See also this one: http://www.nationalmagazine.ca/Articles/September-2015-Web/Ruling-on-FATCA-s-overreach.aspx and contrast the coverage with the author’s angle at the Canadian Lawyer mag http://www.canadianlawyermag.com/legalfeeds/2893/atca-injunction-dismissed.html .
@PatCanadian
I understand that laws change in ways we never expected. But in order for any summons to be issued for tax issues, the IRS must go through DoJ. That takes a while. And there would be notification inbetween. The only area where IRS does not have to do that is with FATCA form 8938. It was specifically set up that way due to the fact that the IRS, even though responsible for overseeing FUBAR, was not able to go after anyone directly.

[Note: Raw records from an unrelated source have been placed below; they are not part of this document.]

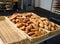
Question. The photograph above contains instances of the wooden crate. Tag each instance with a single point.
(10, 34)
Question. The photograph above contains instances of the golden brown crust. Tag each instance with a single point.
(32, 24)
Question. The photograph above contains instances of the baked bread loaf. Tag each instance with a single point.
(32, 24)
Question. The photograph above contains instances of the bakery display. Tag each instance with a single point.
(32, 24)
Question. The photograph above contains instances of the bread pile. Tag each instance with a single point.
(32, 24)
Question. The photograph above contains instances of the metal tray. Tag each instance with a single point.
(40, 11)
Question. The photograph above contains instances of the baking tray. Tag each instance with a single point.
(40, 12)
(10, 34)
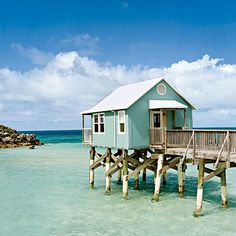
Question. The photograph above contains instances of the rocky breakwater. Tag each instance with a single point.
(10, 138)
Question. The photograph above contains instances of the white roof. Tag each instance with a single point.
(166, 104)
(125, 96)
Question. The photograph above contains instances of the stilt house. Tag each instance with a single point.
(133, 116)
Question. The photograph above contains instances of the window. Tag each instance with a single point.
(161, 89)
(121, 121)
(99, 123)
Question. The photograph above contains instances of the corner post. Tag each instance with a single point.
(91, 171)
(164, 175)
(181, 178)
(145, 170)
(119, 175)
(158, 177)
(223, 189)
(82, 128)
(185, 119)
(108, 163)
(125, 173)
(198, 211)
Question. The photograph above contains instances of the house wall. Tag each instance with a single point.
(111, 137)
(139, 120)
(106, 138)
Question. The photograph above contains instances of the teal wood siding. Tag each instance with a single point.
(139, 116)
(123, 139)
(108, 138)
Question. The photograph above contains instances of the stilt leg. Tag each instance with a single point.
(108, 163)
(136, 179)
(198, 211)
(158, 177)
(164, 181)
(91, 172)
(181, 177)
(144, 174)
(145, 170)
(164, 174)
(125, 173)
(119, 176)
(223, 188)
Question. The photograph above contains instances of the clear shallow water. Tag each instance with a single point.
(45, 192)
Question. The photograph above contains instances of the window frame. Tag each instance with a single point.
(118, 115)
(99, 123)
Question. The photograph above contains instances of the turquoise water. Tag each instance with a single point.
(45, 192)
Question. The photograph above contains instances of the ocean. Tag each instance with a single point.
(45, 191)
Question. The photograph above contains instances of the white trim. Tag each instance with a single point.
(166, 104)
(152, 121)
(99, 123)
(118, 116)
(159, 92)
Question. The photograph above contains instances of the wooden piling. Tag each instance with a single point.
(158, 177)
(145, 170)
(181, 178)
(125, 173)
(136, 178)
(108, 164)
(164, 175)
(198, 211)
(119, 176)
(144, 174)
(223, 189)
(91, 171)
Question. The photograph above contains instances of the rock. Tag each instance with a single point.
(10, 138)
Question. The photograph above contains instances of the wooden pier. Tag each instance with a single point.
(213, 151)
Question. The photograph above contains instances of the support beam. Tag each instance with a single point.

So let’s say, US cops are up here, which the Harper govt so graciously arranged for us. As far as I know, they still are not allowed to apply US law here; they have to operate under the auspices of the RCMP. Even IF, they would have to have a warrant from the Justice Department. Bounty Hunters do not work at the federal level.They cannot just come across the border and grab people. There is a MOU about this and it is understood that Canada will consider this kidnapping.

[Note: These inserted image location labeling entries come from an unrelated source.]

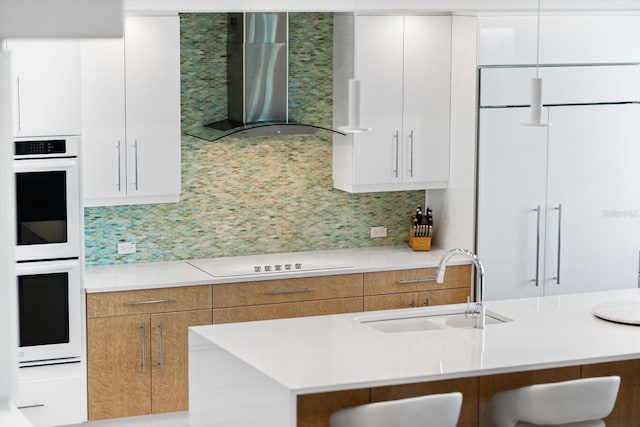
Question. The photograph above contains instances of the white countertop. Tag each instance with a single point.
(124, 277)
(327, 353)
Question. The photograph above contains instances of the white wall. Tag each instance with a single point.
(8, 298)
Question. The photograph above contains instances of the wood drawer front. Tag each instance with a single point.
(287, 310)
(416, 299)
(443, 296)
(287, 290)
(162, 300)
(390, 301)
(419, 279)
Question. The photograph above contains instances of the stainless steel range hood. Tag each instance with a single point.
(257, 80)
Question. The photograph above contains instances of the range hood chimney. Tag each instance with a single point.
(257, 80)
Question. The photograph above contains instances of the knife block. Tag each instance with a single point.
(418, 243)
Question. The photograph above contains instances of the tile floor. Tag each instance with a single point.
(176, 419)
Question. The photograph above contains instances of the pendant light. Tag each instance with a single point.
(353, 115)
(535, 113)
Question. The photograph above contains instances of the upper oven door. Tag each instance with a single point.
(48, 214)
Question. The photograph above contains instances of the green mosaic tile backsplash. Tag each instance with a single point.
(244, 196)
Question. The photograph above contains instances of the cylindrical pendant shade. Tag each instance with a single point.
(354, 104)
(536, 100)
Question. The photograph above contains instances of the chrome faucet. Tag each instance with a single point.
(479, 312)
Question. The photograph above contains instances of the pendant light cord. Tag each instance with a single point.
(538, 41)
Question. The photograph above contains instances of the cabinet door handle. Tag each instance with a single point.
(135, 165)
(536, 280)
(35, 405)
(19, 103)
(151, 301)
(119, 167)
(411, 153)
(161, 346)
(396, 137)
(143, 335)
(559, 209)
(406, 282)
(290, 291)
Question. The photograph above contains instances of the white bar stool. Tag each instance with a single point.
(576, 403)
(436, 410)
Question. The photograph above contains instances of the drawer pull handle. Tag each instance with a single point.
(406, 282)
(35, 405)
(161, 347)
(152, 301)
(291, 291)
(143, 338)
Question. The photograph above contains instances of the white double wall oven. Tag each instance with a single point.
(48, 221)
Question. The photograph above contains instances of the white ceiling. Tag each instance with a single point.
(473, 7)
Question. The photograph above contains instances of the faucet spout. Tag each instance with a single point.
(480, 311)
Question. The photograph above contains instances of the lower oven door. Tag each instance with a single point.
(49, 313)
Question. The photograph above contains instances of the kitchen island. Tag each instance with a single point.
(259, 373)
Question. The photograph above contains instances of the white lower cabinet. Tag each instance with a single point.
(131, 114)
(52, 395)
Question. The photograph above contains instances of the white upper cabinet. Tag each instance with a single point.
(563, 39)
(403, 64)
(46, 87)
(131, 114)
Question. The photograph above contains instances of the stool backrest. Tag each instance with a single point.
(586, 400)
(437, 410)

Again, if CDN courts will not enforce tax liens against Canadians, I seriously doubt the CDN govt would stand by and allow CDNs to be forcibly removed for small tax bills. And I doubt the IRS would put any effort into that either.

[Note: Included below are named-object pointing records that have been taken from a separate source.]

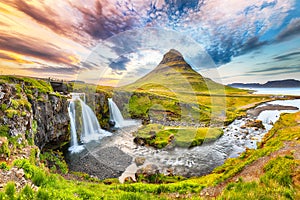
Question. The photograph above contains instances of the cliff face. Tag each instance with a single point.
(32, 113)
(29, 114)
(52, 119)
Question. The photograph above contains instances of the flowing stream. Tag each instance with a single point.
(116, 116)
(203, 159)
(90, 128)
(114, 156)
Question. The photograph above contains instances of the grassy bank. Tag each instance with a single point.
(160, 136)
(276, 176)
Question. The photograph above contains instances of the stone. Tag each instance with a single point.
(139, 161)
(149, 170)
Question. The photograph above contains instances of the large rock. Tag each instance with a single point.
(148, 171)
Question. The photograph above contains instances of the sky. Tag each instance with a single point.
(115, 42)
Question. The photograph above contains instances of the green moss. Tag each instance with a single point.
(55, 160)
(10, 113)
(4, 166)
(10, 190)
(3, 107)
(180, 136)
(17, 103)
(4, 131)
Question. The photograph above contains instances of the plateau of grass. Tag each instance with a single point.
(178, 136)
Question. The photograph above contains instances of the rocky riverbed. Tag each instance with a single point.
(119, 156)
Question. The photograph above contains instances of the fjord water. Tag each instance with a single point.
(116, 116)
(277, 91)
(90, 128)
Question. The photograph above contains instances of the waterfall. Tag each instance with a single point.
(116, 116)
(90, 128)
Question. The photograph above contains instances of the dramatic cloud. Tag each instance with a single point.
(288, 56)
(36, 49)
(292, 30)
(120, 63)
(65, 32)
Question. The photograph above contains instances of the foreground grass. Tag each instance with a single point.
(278, 180)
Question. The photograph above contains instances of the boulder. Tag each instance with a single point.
(139, 161)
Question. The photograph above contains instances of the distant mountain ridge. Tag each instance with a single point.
(288, 83)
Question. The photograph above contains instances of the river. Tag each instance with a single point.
(113, 155)
(203, 159)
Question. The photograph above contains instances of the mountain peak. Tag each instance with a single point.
(172, 56)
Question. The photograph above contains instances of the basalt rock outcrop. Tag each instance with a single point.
(31, 114)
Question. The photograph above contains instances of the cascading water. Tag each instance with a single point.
(116, 116)
(90, 128)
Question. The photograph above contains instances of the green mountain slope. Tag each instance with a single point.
(174, 74)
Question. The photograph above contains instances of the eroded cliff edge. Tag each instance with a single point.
(32, 113)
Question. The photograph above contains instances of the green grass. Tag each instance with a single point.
(183, 136)
(276, 182)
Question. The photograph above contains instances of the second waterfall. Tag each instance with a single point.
(84, 123)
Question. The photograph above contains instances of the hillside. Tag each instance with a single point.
(175, 90)
(174, 74)
(288, 83)
(270, 172)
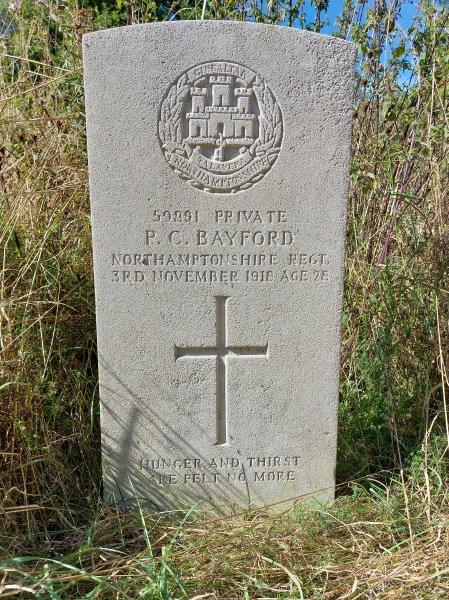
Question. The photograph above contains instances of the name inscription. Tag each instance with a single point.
(247, 246)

Please excuse but I am recently on a huge “thing” about not letting imagination get out of line with all this. I think expats as well as condors need to avoid taking ideas to extremes that are unlikely. We are not doing ourselves any favours if we allow the compliance condors to exaggerate things we know are not true and we should try not to scare the bejesus out of ourselves. It is irresponsible for tax lawyers to imply much about immigration law, nevermind what the law is about “bounty hunters.” All I am trying to do is pass on what I have read about. And it does not agree at all with the idea that just because the IRS may use collection agencies, suddenly we are going to see bounty hunters outside the jurisdiction of the United States. It’s like, it’s a fact that we know of no one who has been hit with FUBAR penalties outside of the OVDP/OVDI programs. No one. And the same goes for anyone being refused entry to the US. (The bitcoin guy does not count because he had extra issues). Plus he was not refused due to the (unenforceable) Reed amendent. Even with DHS taking over Reed, the law remains unenforceable for the very plain reason that the IRS CANNOT RELEASE THAT INFORMATION. Until the Congress passes something new or overrides Section 6103, there is no way one can be stopped at the border for renouncing for tax purposes. So when anyone starts going on about the border, one must take that into account. And ditto for any of the other hyped-up stuff we hear. I am tired of people getting away with scaring us with stuff that is simply not true. And every time I hear it, I am going to shoot off my mouth.
Why are you begging for money to help in your fight to avoid your obligation of compliance? As I was told before I complied with FATCA and FBAR “Being a US citizen is a privelege, and with privilege comes responsibility”
Grow up and face your responsibility like many responsible Americans have already done!